La Croix : Le « grand déni de l’immigration » titre votre ouvrage, et non le « grand remplacement ». Qu’entendez-vous par « déni » ?

François Héran : La migration progresse partout dans le monde, donc en Europe aussi, sauf dans les pays illibéraux, comme la Hongrie. Nous connaissons une lame de fond migratoire, soutenue, permanente. Ce n’est donc pas un accident soudain.

Or certains politiques de droite ou d’extrême droite annoncent le « grand remplacement » de manière outrancière (tsunami, submersion…) qui ne correspond pas à la vérité. La France est une terre d’immigration, qu’on le veuille ou non. Il n’y a guère de sens à être « pour » ou « contre » un phénomène social aussi fondamental que l’immigration, il faut faire avec.

Mais pour ces politiques, justement, la France serait plus exposée que d’autres pays pour l’immigration…

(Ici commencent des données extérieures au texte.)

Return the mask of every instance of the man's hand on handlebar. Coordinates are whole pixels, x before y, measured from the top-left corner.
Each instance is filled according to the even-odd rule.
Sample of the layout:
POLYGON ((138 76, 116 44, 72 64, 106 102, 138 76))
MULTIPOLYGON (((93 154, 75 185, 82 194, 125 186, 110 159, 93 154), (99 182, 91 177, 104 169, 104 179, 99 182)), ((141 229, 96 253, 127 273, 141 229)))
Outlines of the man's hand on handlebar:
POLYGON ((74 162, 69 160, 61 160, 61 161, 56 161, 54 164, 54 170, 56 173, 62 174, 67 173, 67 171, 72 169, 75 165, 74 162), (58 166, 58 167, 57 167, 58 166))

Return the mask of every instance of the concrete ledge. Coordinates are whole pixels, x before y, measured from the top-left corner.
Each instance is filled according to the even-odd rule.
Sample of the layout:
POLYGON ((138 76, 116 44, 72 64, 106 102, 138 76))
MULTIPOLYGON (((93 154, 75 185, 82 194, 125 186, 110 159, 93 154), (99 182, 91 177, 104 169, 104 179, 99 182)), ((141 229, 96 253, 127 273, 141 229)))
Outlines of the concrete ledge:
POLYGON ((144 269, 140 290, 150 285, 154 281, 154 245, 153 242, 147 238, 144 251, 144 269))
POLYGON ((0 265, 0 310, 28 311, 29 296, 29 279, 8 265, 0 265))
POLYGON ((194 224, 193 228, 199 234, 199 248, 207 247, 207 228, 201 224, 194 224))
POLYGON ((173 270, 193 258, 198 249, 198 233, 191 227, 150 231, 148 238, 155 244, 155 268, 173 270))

F. H. : Regardons les chiffres. Selon moi, il est raisonnable de penser que les immigrés représentent 11 à 12 % de la population de la France. Soit deux fois plus qu’en 1950, et cela ne comprend pas la seconde génération. Donc il n’y a jamais eu autant d’immigrés en France.

C’est le résultat d’une tendance cumulative, observée sans discontinuer depuis 2000. Cela dit, par rapport aux autres pays d’Europe de l’Ouest, la France est plutôt en retrait. Elle s’est notamment largement laissé devancer par l’Allemagne. Il faut dégonfler le mythe d’une France trop attractive en matière d’asile. Nous sommes plutôt dans une position médiane…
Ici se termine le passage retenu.